Quantitative Measurement of Enteric Bacteria Load From Public Surfaces in Restaurants in Nnewi-Town
International Journal of TROPICAL DISEASE & Health,
Background: Bio-contamination of surfaces of various items and equipment used by the public is the main cause of disease epidemic. Most outbreaks of infection associated with inanimate objects are caused by items that should be sterile but have been contaminated and are generally known as fomites.
Objective: This study is to evaluate the presence of enteric bacteria from different public surfaces in restaurants in Nnewi town.
Methodology: Selected public surfaces in eight (8) randomly selected restaurants were analyzed for the presence of enteric bacteria via culture and biochemical tests following a standard criterion. The sample sites included; tables, chairs, counters, sinks and walls. Also, Disc susceptibility test were carried out on the isolates using conventional antibiotics.

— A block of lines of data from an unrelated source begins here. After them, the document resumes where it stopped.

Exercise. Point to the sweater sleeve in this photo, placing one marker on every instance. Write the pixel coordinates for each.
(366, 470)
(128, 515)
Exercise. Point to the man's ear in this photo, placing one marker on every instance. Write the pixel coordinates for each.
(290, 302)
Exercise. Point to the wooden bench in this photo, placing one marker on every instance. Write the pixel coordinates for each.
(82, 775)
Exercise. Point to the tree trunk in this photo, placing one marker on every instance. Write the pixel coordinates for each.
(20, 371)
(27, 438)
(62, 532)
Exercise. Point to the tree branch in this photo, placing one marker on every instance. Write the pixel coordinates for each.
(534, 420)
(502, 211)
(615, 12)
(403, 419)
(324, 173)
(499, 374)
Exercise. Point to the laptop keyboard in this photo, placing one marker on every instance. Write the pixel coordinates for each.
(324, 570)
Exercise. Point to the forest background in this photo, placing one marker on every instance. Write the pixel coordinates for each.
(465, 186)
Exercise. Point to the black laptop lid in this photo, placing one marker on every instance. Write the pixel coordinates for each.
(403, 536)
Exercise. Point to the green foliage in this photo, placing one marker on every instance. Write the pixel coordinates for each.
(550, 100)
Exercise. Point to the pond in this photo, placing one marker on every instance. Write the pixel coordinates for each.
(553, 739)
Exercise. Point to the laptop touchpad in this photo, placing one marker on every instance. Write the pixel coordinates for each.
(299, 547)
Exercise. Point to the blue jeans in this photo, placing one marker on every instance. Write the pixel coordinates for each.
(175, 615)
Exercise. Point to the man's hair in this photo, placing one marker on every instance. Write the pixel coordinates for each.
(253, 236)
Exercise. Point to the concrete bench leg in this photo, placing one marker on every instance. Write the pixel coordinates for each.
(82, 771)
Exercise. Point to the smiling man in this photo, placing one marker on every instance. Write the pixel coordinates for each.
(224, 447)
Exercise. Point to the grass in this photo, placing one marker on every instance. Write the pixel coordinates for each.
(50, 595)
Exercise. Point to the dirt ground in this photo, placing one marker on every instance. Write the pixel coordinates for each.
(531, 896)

Results: Eighty-eight (88) bacteria isolates were isolated and identified, and S. aureus showed the highest prevlence 29(33%), followed by E. coli 15(17%), Proteus spp 13(15%), Klebsiella spp 12(14%), Pseudomonas spp 10(11%), and Coagulase-negative Staphylococci 9(10%). Tables and sinks were the most contaminated fomites each constituting of 19(22%) of the total bacteria isolated in this study. Escherichia coli, Pseudomonas spp, Proteus spp and Staphylococcus aureus, were the most resistant isolates to the antibiotics, Coagulase-negative Staphylococci was the most sensitive isolate. Out of the ten antibiotics tested ceporex was found to be the least effective with about 100% resistance by the isolates while ciprofloxacin, ceftriaxone, and levofloxacin were the most effective antibiotics with 0% resistance by the bacteria isolates.
Conclusion: the study has shown that public surfaces in restaurant can easily be contaminated with a variety of bacterial contaminants that may be multi-drug resistant bacteria strains posing as a possible public health issue.